What riding do you do? How old are you? and where do you live? All these things matter when you are signing a legal contract.


----------



## luvmyperch (Oct 5, 2009)

My advice? Don't do anything without talking to a lawyer.


----------



## sillybunny11486 (Oct 2, 2009)

^^ agreed. dont do a darn thing before you get a contract worked out. 

whats the name of the company??


----------



## Lobelia Overhill (Nov 3, 2009)

a sponsor can work in several ways

they buy horses for you to ride
they pay all your day to day expenses
they pay the costs of travelling and competing at shows

You should speak to a lawyer before getting involved with a company tho'


----------



## Spastic_Dove (Oct 4, 2007)

How we do it is the sponsor will buy a sponsorship package. there are different levels. more money gets you more exposure. So for example they may buy a trailer magnet, space on a website, their name on a shirt, etc. All the overhead is fairly cheap and so the rest goes for trailering money, entry fees etc. Their name is publicized at all events, and we get money to ride.


----------



## eralcx3 (Jan 5, 2009)

I am 16. I ride in hunter/jumpers. and I live in York, PA. I honestly don't remember the name of the company because i wasn't ready for the call and I didn't get to write anything down. At first I was told by chris, who is pretty much best friends with the owner, that the sponsorship would be a few hundred thousand dollars and now there's pretty much no limit.

I can understand about the lawyer...I will have to get into that. haha My mom said she just wants to wait until january to figure everything out so she doesn't have a million things to think about through the holidays.


----------



## XivoShowjumper (Oct 16, 2009)

well- depends on the sponsor- some companies sponsor u by endorsing their gear- ie stickers, reviews for say using a bates saddle or a specific feed type- so u get them out there and they give u free stuff...

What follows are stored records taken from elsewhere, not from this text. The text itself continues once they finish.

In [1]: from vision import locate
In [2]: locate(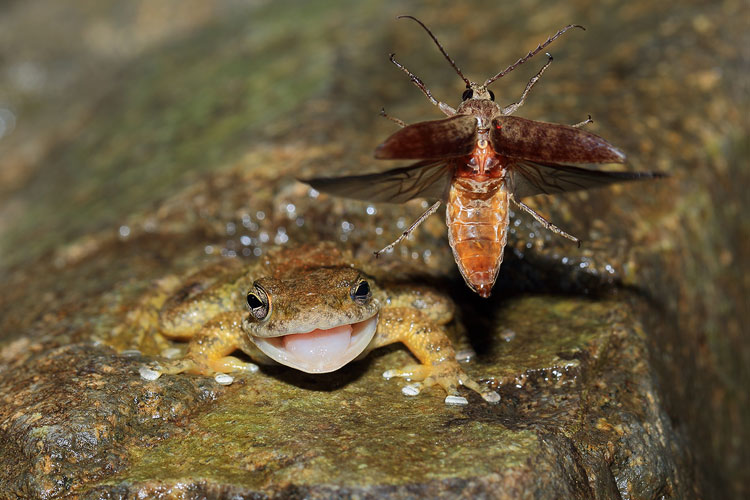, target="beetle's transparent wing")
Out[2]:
[507,160,666,199]
[375,115,477,160]
[490,116,625,163]
[300,160,453,203]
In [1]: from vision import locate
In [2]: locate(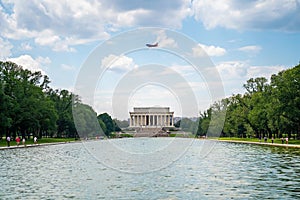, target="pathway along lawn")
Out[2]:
[0,138,75,147]
[217,137,300,145]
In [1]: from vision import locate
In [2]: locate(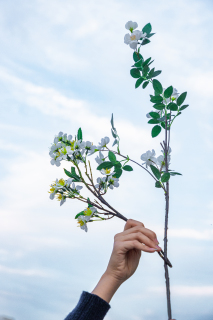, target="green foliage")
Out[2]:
[97,161,114,170]
[77,128,83,140]
[167,102,178,111]
[152,79,163,94]
[149,111,160,119]
[133,51,143,62]
[150,164,161,180]
[135,77,144,89]
[153,103,165,110]
[155,181,161,188]
[177,92,187,106]
[108,151,117,163]
[150,95,163,103]
[75,211,85,219]
[163,86,173,99]
[151,126,161,138]
[148,119,159,124]
[113,169,123,178]
[130,68,141,78]
[142,81,149,89]
[180,104,189,110]
[161,172,170,183]
[142,23,152,34]
[135,59,143,68]
[64,167,81,182]
[123,165,133,171]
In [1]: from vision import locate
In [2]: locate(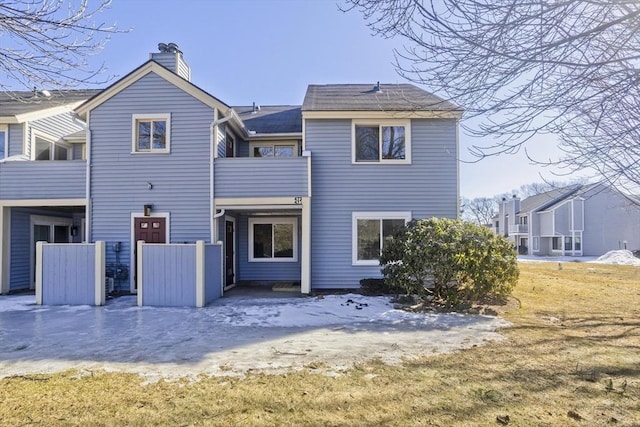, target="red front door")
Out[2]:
[131,216,167,289]
[134,216,167,243]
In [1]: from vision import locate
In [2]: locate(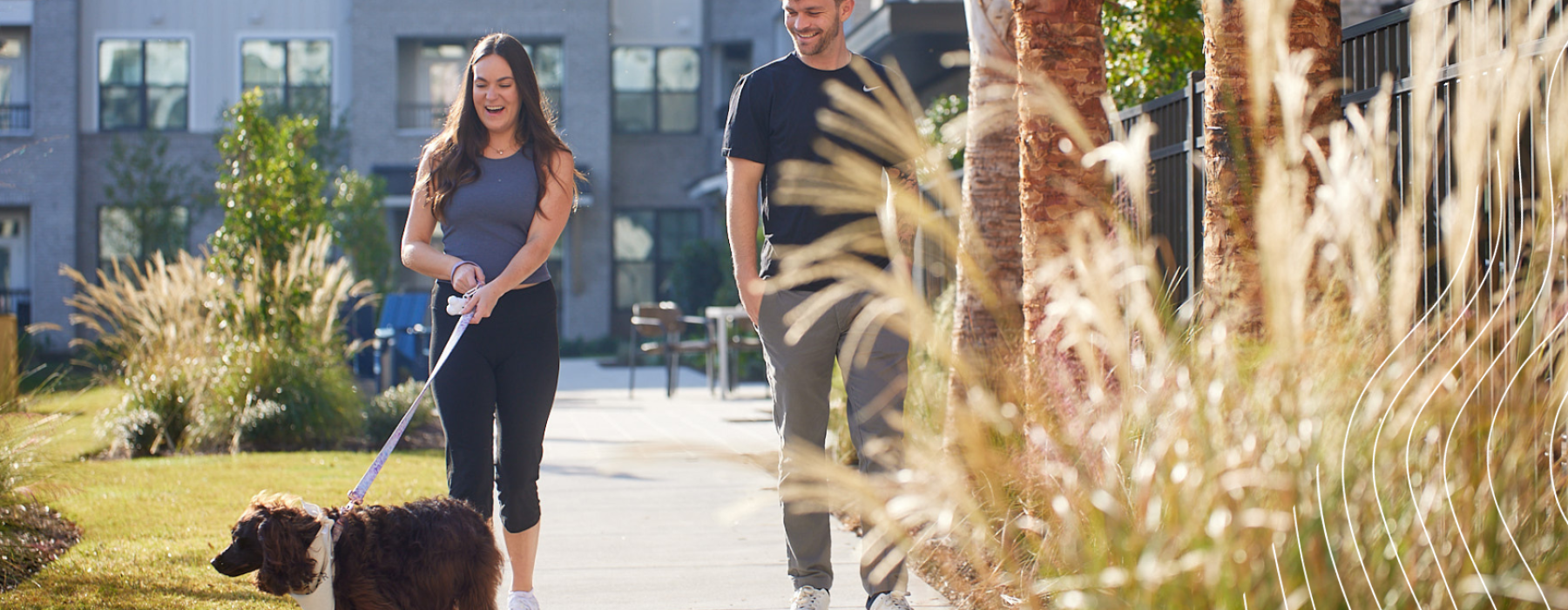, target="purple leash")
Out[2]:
[343,312,474,512]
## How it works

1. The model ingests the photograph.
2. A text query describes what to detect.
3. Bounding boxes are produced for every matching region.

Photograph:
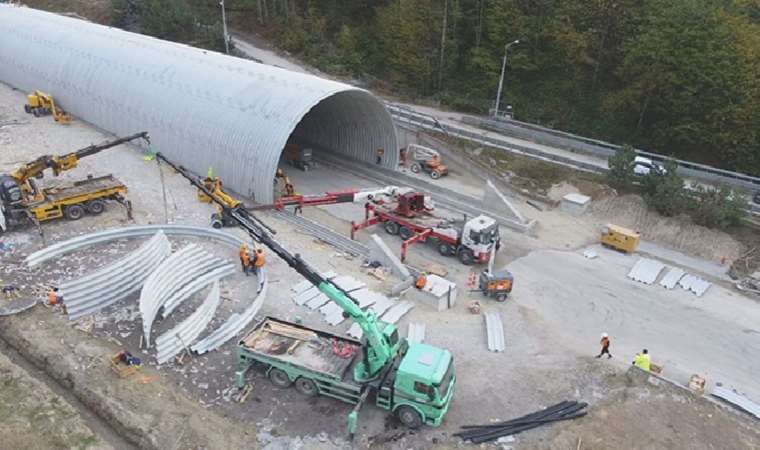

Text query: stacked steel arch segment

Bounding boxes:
[24,225,246,267]
[156,281,220,364]
[190,269,268,355]
[0,4,399,203]
[140,244,235,347]
[59,231,171,320]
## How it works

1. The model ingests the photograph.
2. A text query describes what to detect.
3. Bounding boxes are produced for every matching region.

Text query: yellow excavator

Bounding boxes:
[0,131,150,232]
[24,91,71,125]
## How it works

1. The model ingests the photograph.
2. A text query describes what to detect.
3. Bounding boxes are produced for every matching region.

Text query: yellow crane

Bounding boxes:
[0,131,149,232]
[24,91,71,124]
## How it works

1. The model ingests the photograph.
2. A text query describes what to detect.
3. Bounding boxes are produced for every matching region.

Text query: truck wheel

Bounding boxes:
[396,406,422,428]
[459,248,475,266]
[296,377,319,397]
[269,369,293,387]
[87,200,106,216]
[63,205,84,220]
[385,220,398,234]
[211,213,224,230]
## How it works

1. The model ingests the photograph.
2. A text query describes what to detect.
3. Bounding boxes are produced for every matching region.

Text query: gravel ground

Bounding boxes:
[0,75,757,449]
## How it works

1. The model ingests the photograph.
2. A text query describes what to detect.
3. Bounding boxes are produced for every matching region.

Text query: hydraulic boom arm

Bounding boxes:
[156,153,398,380]
[10,131,150,186]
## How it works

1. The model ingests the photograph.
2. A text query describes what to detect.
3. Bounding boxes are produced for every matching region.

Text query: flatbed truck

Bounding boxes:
[156,153,456,436]
[235,317,456,428]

BUT.... get a lawyer, READ EVERYTHING, if you aren't happy negotiate for your own terms- ie. if they said u had to use their gear no matter what, then u found out it was hurting ur horse and need to change you would need to make sure there are clauses in the contract to protect you and ur horses.... do some research on the company and find out as much about them as possible!

goodluck i hope u catch on to a good deal!


----------



## Stencilbum (Oct 28, 2009)

I sponsor a girl who gets out and events. I supply her with custom designs, and in return she gives me exposure at the level of competition she is at as she has a sticker on the side of her lorry, uses the designs on her horses when possible, and keeps me updated on where she is riding so I can get along if it is convenient.

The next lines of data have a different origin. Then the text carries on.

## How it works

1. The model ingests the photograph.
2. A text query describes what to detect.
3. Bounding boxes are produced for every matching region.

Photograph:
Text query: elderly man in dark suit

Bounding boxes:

The fact she is entering these events on a weekly basis already means I get a good return for my services to her, but there isn't money involved.

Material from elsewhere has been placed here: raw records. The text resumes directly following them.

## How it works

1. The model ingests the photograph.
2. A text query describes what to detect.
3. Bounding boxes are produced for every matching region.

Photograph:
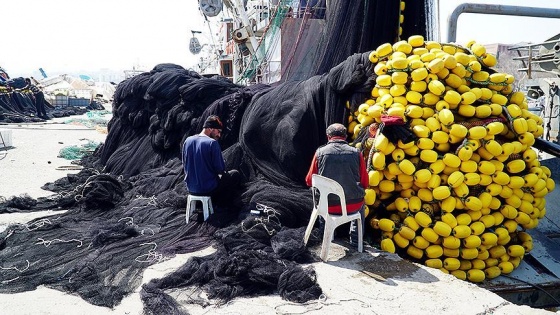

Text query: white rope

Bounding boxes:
[25,218,52,231]
[0,259,31,272]
[35,237,83,247]
[134,242,163,263]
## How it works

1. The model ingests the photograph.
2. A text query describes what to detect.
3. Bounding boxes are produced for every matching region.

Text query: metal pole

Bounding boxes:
[447,3,560,43]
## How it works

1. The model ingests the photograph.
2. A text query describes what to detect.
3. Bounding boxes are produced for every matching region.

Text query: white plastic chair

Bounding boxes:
[186,195,214,224]
[303,174,363,261]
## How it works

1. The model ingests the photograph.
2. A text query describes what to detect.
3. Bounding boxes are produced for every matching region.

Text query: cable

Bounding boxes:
[502,275,560,305]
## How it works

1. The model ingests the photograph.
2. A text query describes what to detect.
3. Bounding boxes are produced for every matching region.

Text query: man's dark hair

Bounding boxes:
[202,115,223,130]
[327,123,346,137]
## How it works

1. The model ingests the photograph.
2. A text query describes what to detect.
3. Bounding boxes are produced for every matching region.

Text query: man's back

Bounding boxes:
[183,135,225,194]
[317,141,364,203]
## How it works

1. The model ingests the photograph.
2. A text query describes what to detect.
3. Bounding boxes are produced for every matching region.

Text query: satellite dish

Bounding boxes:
[189,36,202,55]
[198,0,224,17]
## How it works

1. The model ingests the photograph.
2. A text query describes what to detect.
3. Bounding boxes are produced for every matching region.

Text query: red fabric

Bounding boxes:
[329,202,364,214]
[305,152,369,214]
[381,115,404,126]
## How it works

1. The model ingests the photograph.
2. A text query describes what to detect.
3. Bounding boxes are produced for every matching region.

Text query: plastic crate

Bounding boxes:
[0,129,13,149]
[52,95,68,106]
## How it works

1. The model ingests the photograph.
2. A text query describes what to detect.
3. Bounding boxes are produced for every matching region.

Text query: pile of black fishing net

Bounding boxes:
[0,0,434,314]
[0,53,373,314]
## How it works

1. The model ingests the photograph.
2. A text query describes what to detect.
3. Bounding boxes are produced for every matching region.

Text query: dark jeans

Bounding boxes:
[350,205,366,244]
[192,170,241,207]
[35,92,47,117]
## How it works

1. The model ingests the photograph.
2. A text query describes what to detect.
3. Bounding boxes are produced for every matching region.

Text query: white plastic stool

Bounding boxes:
[186,195,214,224]
[303,174,364,261]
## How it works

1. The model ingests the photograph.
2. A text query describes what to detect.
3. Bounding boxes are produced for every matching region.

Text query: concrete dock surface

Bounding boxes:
[0,113,560,315]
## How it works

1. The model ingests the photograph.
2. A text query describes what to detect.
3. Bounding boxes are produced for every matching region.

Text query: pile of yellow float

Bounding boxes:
[349,36,555,282]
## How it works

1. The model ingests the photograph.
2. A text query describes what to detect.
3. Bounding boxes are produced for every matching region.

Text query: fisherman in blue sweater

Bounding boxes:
[183,115,240,210]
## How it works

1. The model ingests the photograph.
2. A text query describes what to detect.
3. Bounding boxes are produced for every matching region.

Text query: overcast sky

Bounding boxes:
[0,0,560,76]
[0,0,208,76]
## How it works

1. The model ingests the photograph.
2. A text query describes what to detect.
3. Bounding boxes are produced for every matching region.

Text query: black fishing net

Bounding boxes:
[282,0,437,80]
[0,1,434,314]
[0,78,91,123]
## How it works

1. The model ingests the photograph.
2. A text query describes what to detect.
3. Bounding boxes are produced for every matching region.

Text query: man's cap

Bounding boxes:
[327,124,346,137]
[202,115,223,129]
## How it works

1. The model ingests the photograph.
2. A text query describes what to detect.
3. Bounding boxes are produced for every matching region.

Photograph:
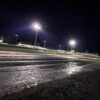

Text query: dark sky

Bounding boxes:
[0,0,100,52]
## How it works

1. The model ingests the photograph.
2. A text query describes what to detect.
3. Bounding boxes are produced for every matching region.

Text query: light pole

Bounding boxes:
[15,34,18,44]
[69,40,76,50]
[43,40,47,48]
[33,23,41,46]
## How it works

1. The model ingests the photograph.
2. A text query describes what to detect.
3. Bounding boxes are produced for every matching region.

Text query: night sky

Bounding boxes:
[0,0,100,53]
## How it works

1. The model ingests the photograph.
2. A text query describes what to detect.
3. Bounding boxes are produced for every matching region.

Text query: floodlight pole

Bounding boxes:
[34,30,38,46]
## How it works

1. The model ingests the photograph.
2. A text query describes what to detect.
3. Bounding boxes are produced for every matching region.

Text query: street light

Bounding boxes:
[33,23,41,46]
[43,40,47,48]
[69,40,76,50]
[15,34,18,44]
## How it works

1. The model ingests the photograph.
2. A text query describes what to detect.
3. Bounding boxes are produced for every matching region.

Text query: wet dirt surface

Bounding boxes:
[0,53,99,99]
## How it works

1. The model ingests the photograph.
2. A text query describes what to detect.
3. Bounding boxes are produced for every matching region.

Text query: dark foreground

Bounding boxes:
[0,70,100,100]
[0,51,100,100]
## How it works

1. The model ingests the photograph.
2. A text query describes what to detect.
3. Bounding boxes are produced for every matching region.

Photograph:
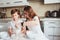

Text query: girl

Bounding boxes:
[8,9,25,40]
[24,6,48,40]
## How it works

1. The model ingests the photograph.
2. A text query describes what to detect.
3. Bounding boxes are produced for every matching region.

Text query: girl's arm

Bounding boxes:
[8,27,12,37]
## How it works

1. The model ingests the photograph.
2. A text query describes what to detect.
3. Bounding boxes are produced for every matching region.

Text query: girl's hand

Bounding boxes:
[21,27,26,34]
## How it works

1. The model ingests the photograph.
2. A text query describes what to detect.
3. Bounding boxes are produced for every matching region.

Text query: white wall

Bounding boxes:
[1,1,60,17]
[29,1,60,16]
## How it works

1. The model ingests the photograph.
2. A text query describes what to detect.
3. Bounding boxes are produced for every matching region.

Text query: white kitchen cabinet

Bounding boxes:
[43,18,60,40]
[0,0,29,8]
[44,0,60,4]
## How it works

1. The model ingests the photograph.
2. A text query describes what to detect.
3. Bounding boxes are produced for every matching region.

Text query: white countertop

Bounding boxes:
[0,18,60,21]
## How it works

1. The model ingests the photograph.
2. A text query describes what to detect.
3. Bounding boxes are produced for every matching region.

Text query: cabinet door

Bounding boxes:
[54,27,60,35]
[54,37,60,40]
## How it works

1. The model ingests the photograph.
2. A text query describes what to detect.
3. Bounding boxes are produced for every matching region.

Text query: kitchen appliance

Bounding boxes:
[0,0,29,8]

To put it bluntly, unless someone was already doing this with at least a moderate chance of getting placed, I would struggle to justify putting any sort of support in.


----------



## Alwaysbehind (Jul 10, 2009)

You are a junior so there is no turning pro as far as hunters goes. Once you turn 18 that changes.

At hunter shows there really is not much to put a sponsors name on that will get their name out there for them. With fitted pads and such there is no room for a logo or such. Will they simply expect you to tell anyone and everyone who will listen that your saddle came from XYZ company?

In the jumper world sponsorship is far more common. 

And I agree, do not do anything with out a lawyer.


----------



## eralcx3 (Jan 5, 2009)

Yeah I figured I would have to be at least 18 to really get anywhere with this but it could at least help me get a good start. 

I do actually do more jumper shows than hunter shows. My pony just isn't calm enough in the ring to do hunters, but we are working on it. haha She just doesn't like to go super slow and I think she enjoys jumpers more. I do, do an occasional hunter show if my trainer wants me to show one of her ponies. I am also thinking about getting this horse that just came to the barn and I will eventually be doing hunter shows with her. But she has a LONG way to go before she will be ready for that. haha

I understand getting a Lawyer and I guess we probably will since that is what everyone has said to do. haha But like I said, nothing will be happening until january, when the holidays are over. I really hope everything works out even if I don't make it to the top in the horse world. It would be a great experience, I think. 

Thanks everyone!


----------